Robert Pringle is an Assistant Professor at Princeton University in the Ecology/Evolutionary Biology Department. Dr. Pringle has researched extensively how unrelated species interact with not only each other, but with environmental factors as well. Dr. Pringle specializes on African savanna ecosystems, in central Kenya and Mozambique; he is currently working with Princeton doctoral candidate Tyler Coverdale to understand how elephants impact the environment around them both directly and indirectly. Here is Dr.

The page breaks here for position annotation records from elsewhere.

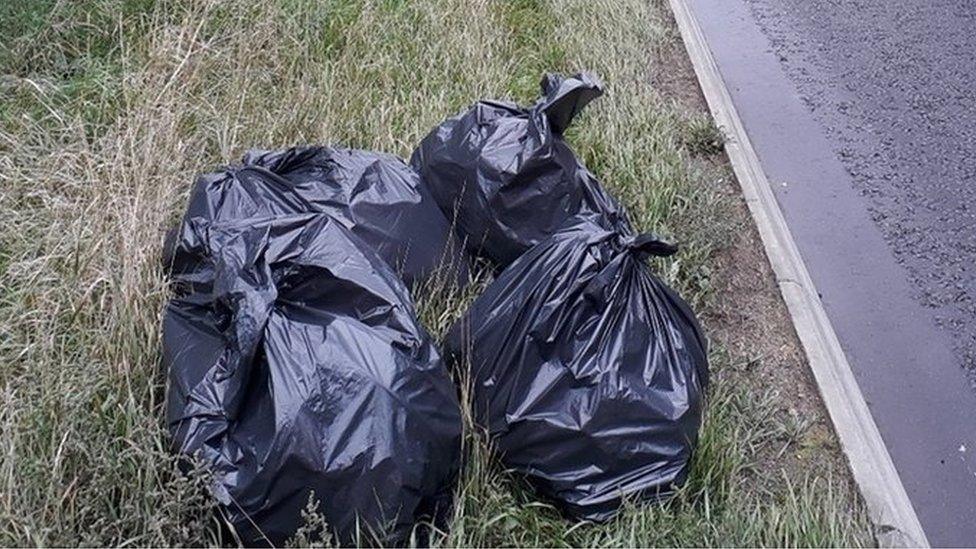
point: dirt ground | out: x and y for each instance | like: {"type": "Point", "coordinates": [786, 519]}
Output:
{"type": "Point", "coordinates": [748, 318]}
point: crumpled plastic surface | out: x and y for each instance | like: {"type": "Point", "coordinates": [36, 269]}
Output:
{"type": "Point", "coordinates": [376, 195]}
{"type": "Point", "coordinates": [297, 365]}
{"type": "Point", "coordinates": [506, 175]}
{"type": "Point", "coordinates": [587, 372]}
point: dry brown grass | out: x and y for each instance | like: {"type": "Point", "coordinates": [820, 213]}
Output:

Pringle on his collaboration with Coverdale:

"Elephants are messy eaters, and frequently tear off large branches from trees. Although this sounds destructive, the downed branches can provide a safe environment for vulnerable grasses and wildflowers -- not only by protecting these plants from smaller herbivores like zebras and gazelles, but also by providing protection from the harsh sun."

Armed with DS1923 iButtons® and Thermodata Viewer Software, Pringle and Coverdale are setting out to measure temperature and humidity levels from the debris left from the elephants. Says Coverdale: “by better understanding how elephants effect the diversity and stability of plant populations, we hope to reframe longstanding perceptions of elephant ‘damage’ in savannas”.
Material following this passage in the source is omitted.